Expanded look at QB wins above average
May, 9, 2013
By Mike Sando | ESPN.com
Les from Philadelphia read our recent piece on quarterback victories over average and wondered if we could apply the same approach to other teams.
"Can you do the same analysis for other QB-challenged teams such as Philadelphia, Minnesota, etc.?" Les asked.
We can take a shot at it, Les. First, a quick primer on the methodology.
Total QBR measures quarterbacks' contributions to winning on a 100-point scale, with 50 as average. The scores correlate with a team's likelihood of winning a game. In other words, a team scoring 50 in Total QBR would, on balance, win about half its games. The chances for winning would be 75 percent for teams with QBR scores around 75, and so on.
With this established, we can calculate the wins over average a quarterback provides over the course of a 16-game season. We simply average his single-game QBR scores, subtract 50 from that number, convert the result into a percentage and multiply by 16.
A quarterback with a Total QBR score of 75.0 would provide four victories over average, for example (75 minus 50 equals 25, and 25 percent of 16 is four).

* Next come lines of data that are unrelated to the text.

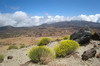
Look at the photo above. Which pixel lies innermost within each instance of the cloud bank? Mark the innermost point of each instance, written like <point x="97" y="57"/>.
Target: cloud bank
<point x="22" y="19"/>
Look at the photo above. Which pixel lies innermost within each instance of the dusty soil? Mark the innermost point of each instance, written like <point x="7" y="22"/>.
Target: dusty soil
<point x="20" y="57"/>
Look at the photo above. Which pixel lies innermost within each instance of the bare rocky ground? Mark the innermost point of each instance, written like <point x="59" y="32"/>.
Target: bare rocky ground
<point x="20" y="57"/>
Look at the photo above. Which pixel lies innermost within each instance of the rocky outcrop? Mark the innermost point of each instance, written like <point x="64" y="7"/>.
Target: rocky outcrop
<point x="9" y="57"/>
<point x="82" y="36"/>
<point x="88" y="54"/>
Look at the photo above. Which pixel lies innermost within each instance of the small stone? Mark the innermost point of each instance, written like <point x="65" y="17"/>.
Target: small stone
<point x="9" y="57"/>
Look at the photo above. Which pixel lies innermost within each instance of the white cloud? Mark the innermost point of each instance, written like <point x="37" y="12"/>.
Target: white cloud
<point x="20" y="19"/>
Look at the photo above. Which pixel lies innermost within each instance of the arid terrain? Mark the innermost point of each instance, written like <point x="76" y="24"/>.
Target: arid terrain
<point x="30" y="36"/>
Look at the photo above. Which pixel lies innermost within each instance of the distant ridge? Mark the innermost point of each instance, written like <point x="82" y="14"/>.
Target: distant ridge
<point x="74" y="24"/>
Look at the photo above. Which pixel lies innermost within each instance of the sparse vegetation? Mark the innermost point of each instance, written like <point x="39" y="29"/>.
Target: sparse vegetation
<point x="44" y="41"/>
<point x="66" y="37"/>
<point x="12" y="47"/>
<point x="1" y="57"/>
<point x="22" y="46"/>
<point x="42" y="54"/>
<point x="65" y="47"/>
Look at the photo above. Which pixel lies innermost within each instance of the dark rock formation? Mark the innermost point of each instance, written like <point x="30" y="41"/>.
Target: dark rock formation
<point x="96" y="36"/>
<point x="88" y="54"/>
<point x="82" y="36"/>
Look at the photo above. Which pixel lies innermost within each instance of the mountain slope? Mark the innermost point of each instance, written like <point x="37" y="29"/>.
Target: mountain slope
<point x="74" y="24"/>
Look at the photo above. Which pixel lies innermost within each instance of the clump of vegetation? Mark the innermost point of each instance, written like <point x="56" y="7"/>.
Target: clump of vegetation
<point x="44" y="41"/>
<point x="66" y="37"/>
<point x="1" y="57"/>
<point x="65" y="47"/>
<point x="41" y="54"/>
<point x="12" y="47"/>
<point x="22" y="46"/>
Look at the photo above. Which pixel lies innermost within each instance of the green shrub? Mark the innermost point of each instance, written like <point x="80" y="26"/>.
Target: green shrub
<point x="66" y="37"/>
<point x="12" y="47"/>
<point x="44" y="41"/>
<point x="42" y="54"/>
<point x="1" y="57"/>
<point x="65" y="47"/>
<point x="22" y="46"/>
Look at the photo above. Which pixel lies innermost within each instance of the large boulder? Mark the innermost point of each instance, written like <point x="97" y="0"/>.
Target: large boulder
<point x="96" y="36"/>
<point x="82" y="36"/>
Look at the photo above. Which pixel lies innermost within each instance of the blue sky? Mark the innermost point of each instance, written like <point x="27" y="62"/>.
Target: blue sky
<point x="21" y="13"/>
<point x="51" y="7"/>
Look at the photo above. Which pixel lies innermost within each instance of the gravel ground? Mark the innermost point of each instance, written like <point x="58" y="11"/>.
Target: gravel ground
<point x="20" y="57"/>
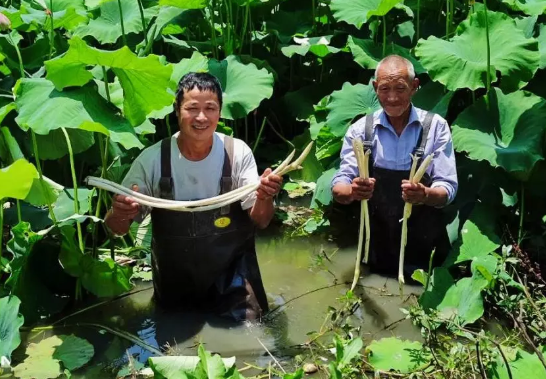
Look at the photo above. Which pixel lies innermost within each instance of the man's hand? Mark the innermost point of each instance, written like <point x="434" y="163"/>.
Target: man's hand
<point x="414" y="193"/>
<point x="270" y="185"/>
<point x="362" y="189"/>
<point x="124" y="210"/>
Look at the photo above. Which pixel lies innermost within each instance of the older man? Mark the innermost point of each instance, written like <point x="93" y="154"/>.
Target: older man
<point x="204" y="260"/>
<point x="392" y="134"/>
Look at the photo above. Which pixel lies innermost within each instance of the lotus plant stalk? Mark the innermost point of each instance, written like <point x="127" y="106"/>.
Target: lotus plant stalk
<point x="362" y="163"/>
<point x="415" y="177"/>
<point x="199" y="205"/>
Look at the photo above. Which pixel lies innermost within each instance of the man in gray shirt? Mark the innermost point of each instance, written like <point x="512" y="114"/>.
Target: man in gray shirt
<point x="204" y="260"/>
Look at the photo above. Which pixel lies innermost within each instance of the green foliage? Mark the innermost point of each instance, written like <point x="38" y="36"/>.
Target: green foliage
<point x="10" y="322"/>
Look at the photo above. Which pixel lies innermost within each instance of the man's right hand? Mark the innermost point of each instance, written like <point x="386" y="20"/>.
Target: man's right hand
<point x="362" y="189"/>
<point x="359" y="189"/>
<point x="124" y="210"/>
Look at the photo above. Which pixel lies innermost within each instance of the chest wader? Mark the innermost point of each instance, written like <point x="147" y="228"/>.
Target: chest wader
<point x="206" y="260"/>
<point x="425" y="226"/>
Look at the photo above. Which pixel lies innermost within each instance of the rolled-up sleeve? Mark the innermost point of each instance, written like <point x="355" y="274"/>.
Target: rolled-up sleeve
<point x="444" y="170"/>
<point x="347" y="168"/>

The first chart ranks 2012 quarterbacks with at least four regular-season starts by wins above average, based solely on their single-game QBR scores last season. The San Francisco 49ers' Colin Kaepernick and the Seattle Seahawks' Russell Wilson ranked among the NFL's best.
The second chart shows the quarterbacks with the worst figures for wins above average. These quarterbacks' performances reduced their teams' chances for winning by 1.5 to 5.3 games per 16-game season.

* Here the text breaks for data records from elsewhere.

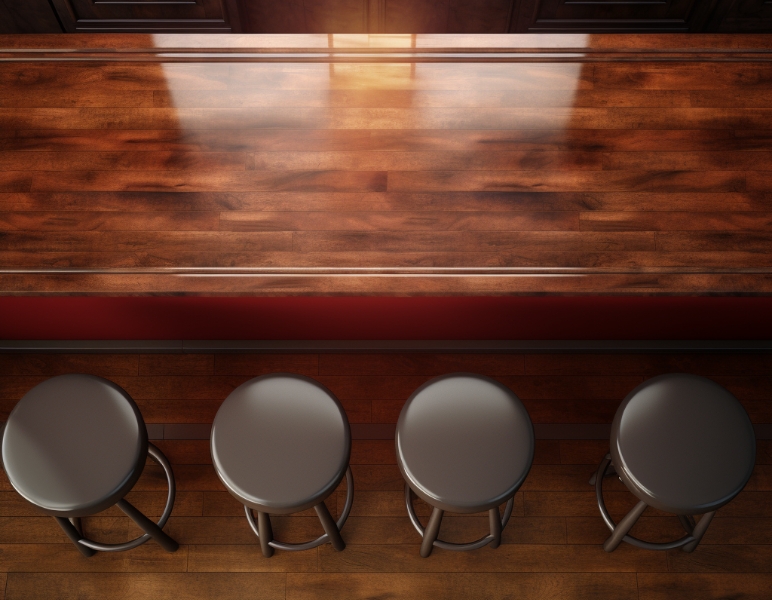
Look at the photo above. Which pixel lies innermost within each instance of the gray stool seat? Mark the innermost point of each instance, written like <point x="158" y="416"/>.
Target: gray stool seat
<point x="682" y="444"/>
<point x="281" y="444"/>
<point x="75" y="445"/>
<point x="464" y="444"/>
<point x="50" y="442"/>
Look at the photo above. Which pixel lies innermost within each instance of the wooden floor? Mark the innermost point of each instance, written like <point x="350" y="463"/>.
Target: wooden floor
<point x="641" y="167"/>
<point x="551" y="548"/>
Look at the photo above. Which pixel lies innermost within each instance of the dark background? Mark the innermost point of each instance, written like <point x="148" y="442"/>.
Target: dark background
<point x="386" y="16"/>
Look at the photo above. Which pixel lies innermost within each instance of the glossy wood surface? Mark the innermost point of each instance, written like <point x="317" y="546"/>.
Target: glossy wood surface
<point x="476" y="165"/>
<point x="551" y="547"/>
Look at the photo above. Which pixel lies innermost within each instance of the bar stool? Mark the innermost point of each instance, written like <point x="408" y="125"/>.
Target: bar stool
<point x="464" y="444"/>
<point x="74" y="446"/>
<point x="280" y="445"/>
<point x="682" y="444"/>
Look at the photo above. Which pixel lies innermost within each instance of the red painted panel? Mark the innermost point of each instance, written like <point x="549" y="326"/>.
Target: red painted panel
<point x="369" y="318"/>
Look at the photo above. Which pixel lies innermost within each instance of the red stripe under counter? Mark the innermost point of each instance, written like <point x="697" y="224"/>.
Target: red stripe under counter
<point x="373" y="318"/>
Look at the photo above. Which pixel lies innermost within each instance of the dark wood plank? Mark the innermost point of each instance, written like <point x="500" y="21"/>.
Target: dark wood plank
<point x="459" y="585"/>
<point x="658" y="586"/>
<point x="510" y="558"/>
<point x="166" y="586"/>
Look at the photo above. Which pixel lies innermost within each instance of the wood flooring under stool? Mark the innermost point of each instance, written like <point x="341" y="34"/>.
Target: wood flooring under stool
<point x="551" y="547"/>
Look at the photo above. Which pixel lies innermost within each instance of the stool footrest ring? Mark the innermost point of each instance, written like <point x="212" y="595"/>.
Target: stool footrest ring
<point x="688" y="542"/>
<point x="483" y="541"/>
<point x="158" y="457"/>
<point x="322" y="539"/>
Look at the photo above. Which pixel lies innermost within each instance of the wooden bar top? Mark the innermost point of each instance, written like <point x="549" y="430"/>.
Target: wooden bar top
<point x="386" y="165"/>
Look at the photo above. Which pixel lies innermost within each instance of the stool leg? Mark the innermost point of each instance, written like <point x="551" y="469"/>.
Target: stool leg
<point x="75" y="536"/>
<point x="77" y="524"/>
<point x="623" y="527"/>
<point x="431" y="532"/>
<point x="495" y="519"/>
<point x="330" y="527"/>
<point x="148" y="527"/>
<point x="699" y="530"/>
<point x="266" y="533"/>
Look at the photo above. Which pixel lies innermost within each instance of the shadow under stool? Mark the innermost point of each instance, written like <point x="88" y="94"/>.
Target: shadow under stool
<point x="74" y="446"/>
<point x="281" y="444"/>
<point x="682" y="444"/>
<point x="464" y="444"/>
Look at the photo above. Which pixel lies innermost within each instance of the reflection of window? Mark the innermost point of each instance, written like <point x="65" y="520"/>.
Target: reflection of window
<point x="373" y="74"/>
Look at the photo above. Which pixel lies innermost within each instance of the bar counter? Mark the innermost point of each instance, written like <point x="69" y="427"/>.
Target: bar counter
<point x="385" y="165"/>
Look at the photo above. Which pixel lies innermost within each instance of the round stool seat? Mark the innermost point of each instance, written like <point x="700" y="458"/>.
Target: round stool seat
<point x="683" y="444"/>
<point x="281" y="443"/>
<point x="464" y="443"/>
<point x="74" y="445"/>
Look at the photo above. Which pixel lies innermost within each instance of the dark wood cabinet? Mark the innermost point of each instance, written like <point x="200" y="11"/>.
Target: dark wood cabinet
<point x="746" y="16"/>
<point x="28" y="16"/>
<point x="588" y="16"/>
<point x="195" y="16"/>
<point x="386" y="16"/>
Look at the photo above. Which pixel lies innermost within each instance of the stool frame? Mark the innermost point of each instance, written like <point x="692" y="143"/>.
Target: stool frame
<point x="263" y="531"/>
<point x="620" y="531"/>
<point x="72" y="527"/>
<point x="430" y="534"/>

The Arizona Cardinals' Ryan Lindley (minus-5.3) and John Skelton (minus-5.0) top that list. Kevin Kolb was better, but he was still eighth-worst in the league at minus-1.9. Note that the figures for these quarterbacks project their impact as if each played a full season. Skelton and Lindley combined to start 10 games.
Les asked about Minnesota and Philadelphia.

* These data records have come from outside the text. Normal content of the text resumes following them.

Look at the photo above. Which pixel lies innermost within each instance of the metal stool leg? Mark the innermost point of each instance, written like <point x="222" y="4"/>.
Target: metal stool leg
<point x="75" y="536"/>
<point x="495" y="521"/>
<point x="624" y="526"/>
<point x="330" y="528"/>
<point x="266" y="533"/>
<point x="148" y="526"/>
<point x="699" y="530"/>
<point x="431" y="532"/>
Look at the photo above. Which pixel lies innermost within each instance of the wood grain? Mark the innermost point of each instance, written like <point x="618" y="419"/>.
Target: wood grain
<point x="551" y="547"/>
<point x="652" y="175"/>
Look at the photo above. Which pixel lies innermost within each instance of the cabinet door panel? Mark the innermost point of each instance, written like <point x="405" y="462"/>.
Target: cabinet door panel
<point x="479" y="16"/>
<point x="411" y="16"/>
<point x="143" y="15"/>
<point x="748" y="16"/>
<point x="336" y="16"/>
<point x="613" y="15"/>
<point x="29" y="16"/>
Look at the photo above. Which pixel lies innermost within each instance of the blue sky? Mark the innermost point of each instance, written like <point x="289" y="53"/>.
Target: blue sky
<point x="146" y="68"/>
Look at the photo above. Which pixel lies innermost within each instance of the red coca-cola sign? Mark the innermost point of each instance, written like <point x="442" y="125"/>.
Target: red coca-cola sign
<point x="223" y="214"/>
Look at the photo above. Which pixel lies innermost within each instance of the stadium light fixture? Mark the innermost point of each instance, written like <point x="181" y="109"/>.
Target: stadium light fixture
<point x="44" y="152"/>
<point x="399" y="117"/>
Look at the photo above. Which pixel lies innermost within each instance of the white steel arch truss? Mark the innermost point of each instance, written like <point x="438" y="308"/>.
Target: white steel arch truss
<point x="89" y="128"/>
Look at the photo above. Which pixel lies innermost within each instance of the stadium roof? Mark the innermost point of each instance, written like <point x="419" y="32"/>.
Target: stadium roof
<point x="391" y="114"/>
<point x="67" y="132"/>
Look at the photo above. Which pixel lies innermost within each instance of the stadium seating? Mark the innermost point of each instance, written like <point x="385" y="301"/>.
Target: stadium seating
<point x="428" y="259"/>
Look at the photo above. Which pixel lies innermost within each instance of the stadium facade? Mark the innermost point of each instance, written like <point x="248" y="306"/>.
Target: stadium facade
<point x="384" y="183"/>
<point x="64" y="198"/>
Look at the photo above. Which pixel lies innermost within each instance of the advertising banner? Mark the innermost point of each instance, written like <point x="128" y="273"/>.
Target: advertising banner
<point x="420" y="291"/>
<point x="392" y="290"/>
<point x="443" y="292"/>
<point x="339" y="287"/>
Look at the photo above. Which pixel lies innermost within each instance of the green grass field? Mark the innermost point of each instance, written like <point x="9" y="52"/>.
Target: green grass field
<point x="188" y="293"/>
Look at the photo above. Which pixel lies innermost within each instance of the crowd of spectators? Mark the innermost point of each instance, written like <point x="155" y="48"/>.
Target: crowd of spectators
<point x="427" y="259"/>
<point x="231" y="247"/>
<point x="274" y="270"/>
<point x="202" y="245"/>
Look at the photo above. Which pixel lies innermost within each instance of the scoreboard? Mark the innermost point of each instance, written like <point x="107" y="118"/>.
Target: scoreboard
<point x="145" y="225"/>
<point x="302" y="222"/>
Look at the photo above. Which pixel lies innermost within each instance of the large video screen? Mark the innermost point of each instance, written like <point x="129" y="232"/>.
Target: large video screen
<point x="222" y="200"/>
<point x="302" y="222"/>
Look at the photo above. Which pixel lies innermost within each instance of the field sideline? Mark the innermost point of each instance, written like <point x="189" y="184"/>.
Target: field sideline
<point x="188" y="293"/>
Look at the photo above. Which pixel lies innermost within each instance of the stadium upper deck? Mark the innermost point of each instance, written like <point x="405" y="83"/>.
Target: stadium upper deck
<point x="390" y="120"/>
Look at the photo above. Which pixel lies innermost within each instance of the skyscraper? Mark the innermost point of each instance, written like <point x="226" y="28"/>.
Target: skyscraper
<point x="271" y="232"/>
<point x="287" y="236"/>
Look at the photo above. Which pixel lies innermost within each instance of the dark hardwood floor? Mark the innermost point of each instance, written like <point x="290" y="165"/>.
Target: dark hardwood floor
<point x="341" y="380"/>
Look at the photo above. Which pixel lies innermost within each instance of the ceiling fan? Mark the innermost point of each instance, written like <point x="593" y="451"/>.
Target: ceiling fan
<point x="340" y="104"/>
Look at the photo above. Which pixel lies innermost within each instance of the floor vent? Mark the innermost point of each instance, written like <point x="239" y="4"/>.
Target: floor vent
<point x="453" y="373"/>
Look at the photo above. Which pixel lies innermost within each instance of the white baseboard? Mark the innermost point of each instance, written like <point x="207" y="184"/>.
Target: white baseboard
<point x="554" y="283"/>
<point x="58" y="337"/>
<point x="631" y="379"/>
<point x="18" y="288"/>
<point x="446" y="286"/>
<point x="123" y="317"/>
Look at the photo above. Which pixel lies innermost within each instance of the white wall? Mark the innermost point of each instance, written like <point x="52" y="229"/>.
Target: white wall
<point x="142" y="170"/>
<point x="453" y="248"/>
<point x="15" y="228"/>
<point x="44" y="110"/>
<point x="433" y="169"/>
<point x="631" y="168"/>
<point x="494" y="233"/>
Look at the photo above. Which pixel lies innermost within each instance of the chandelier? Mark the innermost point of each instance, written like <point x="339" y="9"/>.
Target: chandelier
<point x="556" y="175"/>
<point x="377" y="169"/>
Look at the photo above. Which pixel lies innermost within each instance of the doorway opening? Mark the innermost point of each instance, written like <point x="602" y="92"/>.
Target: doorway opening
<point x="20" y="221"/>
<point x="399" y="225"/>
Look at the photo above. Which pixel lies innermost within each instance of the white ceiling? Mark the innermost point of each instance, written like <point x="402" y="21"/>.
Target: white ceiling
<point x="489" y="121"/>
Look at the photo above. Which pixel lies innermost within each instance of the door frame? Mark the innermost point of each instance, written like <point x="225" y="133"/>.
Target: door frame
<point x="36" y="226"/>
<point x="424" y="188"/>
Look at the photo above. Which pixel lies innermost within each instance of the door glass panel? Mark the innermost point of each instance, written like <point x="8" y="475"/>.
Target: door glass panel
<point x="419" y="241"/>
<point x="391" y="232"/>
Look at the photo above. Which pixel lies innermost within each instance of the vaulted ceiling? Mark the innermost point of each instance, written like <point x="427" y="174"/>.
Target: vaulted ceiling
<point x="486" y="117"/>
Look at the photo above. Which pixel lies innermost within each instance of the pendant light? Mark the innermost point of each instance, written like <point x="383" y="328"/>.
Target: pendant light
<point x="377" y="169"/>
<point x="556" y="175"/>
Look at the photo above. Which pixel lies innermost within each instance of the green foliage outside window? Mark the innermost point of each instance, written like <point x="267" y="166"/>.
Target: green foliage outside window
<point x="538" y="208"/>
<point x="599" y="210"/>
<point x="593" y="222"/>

The Vikings' Christian Ponder was 19th at plus-0.2 wins above average. His single-game QBR scores averaged out to 51.5 in 16 starts. The Eagles' Michael Vick (minus-1.5) and Nick Foles (minus-0.8) ranked lower.
We'll revisit this information as the offseason continues.
The chart below takes a longer-term approach. It shows wins above average over a 16-game season based on single-game QBR scores since 2008. I added a column for expected wins if these quarterbacks played for teams that were average in other ways. By this method, expected wins are simply wins above average plus eight. We might think of Peyton Manning as a 12- or 13-win quarterback based on how he played last season. Note that some quarterbacks making surprise appearances on the list played fewer games.
Peyton Manning appears twice, once for his work with Denver last season and also for his contributions with Indianapolis previously. The Denver-era Jay Cutler also appears. The Chicago-era Cutler has been far less impressive, checking in at plus-0.3 wins over average. That version of Cutler doesn't appear in the chart.